Nous avons tous vu ce spot publicitaire…Un homme passe tranquillement à vélo par la forêt, au milieu de rien et là un forestier rencontré par hasard l’aborde : « Bonjour Arnaud, 27 ans, en couple avec Marie depuis 3 ans et 4 jours, fan de pizza au fromage …» et ainsi de suite. Drôle et angoissante à la fois, la publicité vise à dénoncer les pratiques de traçage des moteurs de recherche qui collectent incessamment la moindre information que nous confions sur le Web. L’omniprésente mondialisation et le développement accéléré des technologies ont créé de nombreux nouveaux défis pour la protection de la vie privée et des données à caractère personnel. Jamais autant d’informations n’avaient été collectées et partagées, les nouvelles technologies permettant aux entreprises privées et aux autorités publiques d’échanger des données sur les personnes dans le cadre de leurs activités professionnelles. Mais est-ce toujours licite et conforme à la réglementation ? La loi s’intéresse-t-elle assez à ce domaine ?

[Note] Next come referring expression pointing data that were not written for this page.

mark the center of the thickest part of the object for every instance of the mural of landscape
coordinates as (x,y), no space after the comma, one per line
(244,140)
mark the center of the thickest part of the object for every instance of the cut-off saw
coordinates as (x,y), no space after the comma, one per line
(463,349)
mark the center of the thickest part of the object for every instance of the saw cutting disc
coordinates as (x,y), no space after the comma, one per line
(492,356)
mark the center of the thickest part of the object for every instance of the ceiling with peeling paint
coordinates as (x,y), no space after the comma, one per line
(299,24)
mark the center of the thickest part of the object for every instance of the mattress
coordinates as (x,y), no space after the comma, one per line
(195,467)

Le compte à rebours pour la nouvelle loi

Soucieux de couvrir ce vaste domaine et de protéger les individus dans leurs droits, le Parlement Européen a adopté le Règlement Général sur la Protection des Données (General Data Protection Regulation, n° 2016/679) le 27 avril 2016. La nouvelle législation entrera en application le 25 mai 2018, dans à peine quelques jours, et introduira un régime unique de protection des données en Europe renforçant les droits des personnes et la transparence tout en étant basée sur la conformité et l’auto-responsabilisation des entreprises. Selon l’article 7 du préambule du règlement, les évolutions technologiques dont nous sommes témoins « requièrent un cadre de protection des données solide et plus cohérent dans l’Union, assorti d’une application rigoureuse des règles, car il importe de susciter la confiance qui permettra à l’économie numérique de se développer dans l’ensemble du marché intérieur. Les personnes physiques devraient avoir le contrôle des données à caractère personnel les concernant. La sécurité tant juridique que pratique devrait être renforcée pour les personnes physiques, les opérateurs économiques et les autorités publiques ».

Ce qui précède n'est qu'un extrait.